В «Гнезде» осталось не больше тридцати человек – охрана, тюремщики, раненые. Смук еще не оголял свою базу так серьезно.
Почти шестьдесят бойцов во главе с Бледным высадились с машин за юго-восточными холмами и цепочками потянулись вверх по склону.
Не меньшая группа Безы заходила на аэродром с торца. Шли весело и расслабленно, развернутым строем между виноградными грядами.
– Гнездо, это Юг, – доложился Беза. – Будем на исходной через пятнадцать минут.
– Скопление людей на двенадцать часов вне зоны прицельного огня, – сообщила Проскурина. – Движутся в нашу сторону, скоро уйдут в овраг.
– Да, вижу их, – запоздало подтвердил Илир.
– Не зевай, Маяк, – пожурил его Бек.
Хашим вел своих прямо на четвертый блокпост. Ему удалось высадиться ближе всех к периметру аэропорта, бойцы сидели и лежали среди деревьев, набираясь сил перед схваткой.
– Запад на месте, – подтвердил Хашим. – Ждем отмашки.
Бледный, как по тропинке, вел своих людей по траве, примятой отрядом Бека несколькими часами ранее. У вентиляционной шахты один из оаковцев замешкался:
– Смотрите, здесь кто-то влез! – снял сломанный замок с проушин решетки, повертел в лунном свете. – Свежак! Кто там впереди меня слышит? Бледному скажите!

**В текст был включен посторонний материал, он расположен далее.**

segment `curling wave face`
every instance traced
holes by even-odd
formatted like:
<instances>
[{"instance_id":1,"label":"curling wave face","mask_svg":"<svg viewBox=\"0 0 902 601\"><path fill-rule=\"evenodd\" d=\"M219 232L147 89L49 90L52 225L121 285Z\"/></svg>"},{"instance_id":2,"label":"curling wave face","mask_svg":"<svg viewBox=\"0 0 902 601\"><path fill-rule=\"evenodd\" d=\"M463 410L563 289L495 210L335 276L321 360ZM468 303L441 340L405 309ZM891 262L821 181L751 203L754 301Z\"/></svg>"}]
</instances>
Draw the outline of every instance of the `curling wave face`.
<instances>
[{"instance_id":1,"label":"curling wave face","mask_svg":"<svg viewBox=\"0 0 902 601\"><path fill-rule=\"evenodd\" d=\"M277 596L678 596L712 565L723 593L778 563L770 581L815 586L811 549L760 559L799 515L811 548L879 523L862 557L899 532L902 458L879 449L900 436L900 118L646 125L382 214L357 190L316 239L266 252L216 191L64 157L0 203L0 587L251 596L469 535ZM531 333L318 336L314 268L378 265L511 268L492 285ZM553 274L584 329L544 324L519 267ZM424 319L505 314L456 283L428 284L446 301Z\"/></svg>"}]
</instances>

Бледный все услышал и сам.
– Не трогай там ничего! – крикнул метров с двадцати.
Но оаковец уже потянул на себя решетку. Вспышка озарила склон. Тех, кто стоял ближе к шахте, разметало в разные стороны. Бетонная конструкция просела и провалилась внутрь себя.
– Это Маяк. Взрыв за холмом на девять-тридцать, видел вспышку.
Небойша, забыв, что работает рация, начал тихо читать молитву.
Поручик Прийович вломился в кабинет Чарича без стука – к неудовольствию последнего. Комендант держал в левой зеркало, в правой баллончик парфюма.
– Вы слышали, капитан? – выпалил поручик с порога. – Слышали взрыв? Что это было? Какие указания?
Чарич пшикнул туалетной водой под правое ухо, потом под левое. Потом соизволил ответить:
– Честно? Понятия не имею. Спешу!
Щеки коменданта порозовели. Отслужи Прийович под началом Чарича чуть дольше, по этому признаку наверняка смог бы предсказать приближающийся приступ гнева. А незнание не освобождает от последствий. Поручик настаивал:
– Граната или мина? Или что? Разрешите направить патруль для выяснения!